Nordenham - Mit einem eindringlichen Appell gegen Gewalt, Rassismus und Fremdenfeindlichkeit hat der Deutsche Gewerkschaftsbund (DGB) in Nordenham seine Gedenkfeier zum Antikriegstag verbunden. Bei der Veranstaltung auf dem Platz vor dem Friedensbaum in der Straße An der Gate legten Gewerkschaftsvertreter und der stellvertretende Bürgermeister Ulf Riegel ein Blumengesteck nieder.

Die DGB-Ortsverbandsvorsitzende Elfi Hausmann sprach die aktuellen Ausein­andersetzungen im Nahen Osten und in anderen Regionen an: „Die halbe Welt brennt und wir können nicht löschen“, sagte sie. Scharfe Kritik übte die Gewerkschafterin an der Waffenindustrie, die von den Kriegen profitieren würde, während die Menschen großes Leid ertragen müssten. Jede Art von Atom- und Massenvernichtungswaffen sei abzulehnen.

„Wir verpflichten uns zum Widerstand gegen jede Form von Rassismus, Fremdenfeindlichkeit und Antisemitismus“, betonte Elfi Hausmann in ihrer Rede. Die DGB-Ortsvorsitzende sprach die Hoffnung aus, dass die neue hölzerne Gedenktafel vor dem Friedensbaum länger erhalten bleiben möge als deren Vorgängerin aus Kupfer. Wie berichtet, hatten Diebe die Kupferplatte von dem Gedenkstein entfernt und mitgehen lassen.
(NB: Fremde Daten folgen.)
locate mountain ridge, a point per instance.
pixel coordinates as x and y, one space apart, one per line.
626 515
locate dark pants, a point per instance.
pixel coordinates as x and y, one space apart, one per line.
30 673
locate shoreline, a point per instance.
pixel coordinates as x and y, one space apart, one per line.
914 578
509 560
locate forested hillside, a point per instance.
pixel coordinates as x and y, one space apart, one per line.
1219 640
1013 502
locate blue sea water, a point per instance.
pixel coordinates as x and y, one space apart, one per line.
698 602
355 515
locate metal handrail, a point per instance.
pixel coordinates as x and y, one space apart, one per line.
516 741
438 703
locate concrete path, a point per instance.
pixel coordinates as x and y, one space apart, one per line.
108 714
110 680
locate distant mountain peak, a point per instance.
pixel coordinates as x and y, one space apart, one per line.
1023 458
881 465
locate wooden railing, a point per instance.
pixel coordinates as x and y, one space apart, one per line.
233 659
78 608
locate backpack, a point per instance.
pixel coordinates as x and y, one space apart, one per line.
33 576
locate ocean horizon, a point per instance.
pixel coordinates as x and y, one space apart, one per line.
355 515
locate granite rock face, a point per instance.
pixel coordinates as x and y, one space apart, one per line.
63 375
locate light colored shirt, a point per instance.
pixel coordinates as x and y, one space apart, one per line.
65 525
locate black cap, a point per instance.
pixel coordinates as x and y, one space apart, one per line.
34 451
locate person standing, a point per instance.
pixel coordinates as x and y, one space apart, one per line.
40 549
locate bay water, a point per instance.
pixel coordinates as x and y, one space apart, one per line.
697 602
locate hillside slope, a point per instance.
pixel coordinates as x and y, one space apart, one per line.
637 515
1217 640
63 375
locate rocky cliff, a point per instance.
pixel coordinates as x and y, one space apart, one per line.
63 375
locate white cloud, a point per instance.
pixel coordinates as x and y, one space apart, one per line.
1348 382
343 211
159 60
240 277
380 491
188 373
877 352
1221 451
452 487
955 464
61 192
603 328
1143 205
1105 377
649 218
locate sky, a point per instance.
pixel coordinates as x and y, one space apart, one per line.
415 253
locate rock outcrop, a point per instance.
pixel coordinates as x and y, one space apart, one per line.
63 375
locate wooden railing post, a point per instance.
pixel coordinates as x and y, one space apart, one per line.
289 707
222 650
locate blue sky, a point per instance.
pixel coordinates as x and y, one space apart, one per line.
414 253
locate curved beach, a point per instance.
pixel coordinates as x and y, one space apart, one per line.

Vize-Bürgermeister Ulf Riegel (SPD) hob ebenfalls hervor, dass vor allem die Zivilbevölkerung unter kriegerischen Auseinandersetzungen zu leiden habe. Er bezeichnete es als ein „Gebot unserer Zeit“, Widerstand gegen Hass und Zwietracht zu leisten. Alle Bürger seien aufgerufen, sich für ein friedliches Miteinander einzusetzen und Toleranz gegenüber Andersdenkenden zu üben.

Die musikalische Begleitung der Gedenkveranstaltung übernahmen Margret Janssen, Lothar Schlesies und Lisa Schlesies-Janssen von der Gruppe Jasch. Sie trugen Friedenslieder vor.

Seit 1957 richtet der Deutsche Gewerkschaftsbund alljährlich am 1. September den Antikriegstag aus, um an die Schrecken des 1. und des 2. Weltkrieges zu erinnern.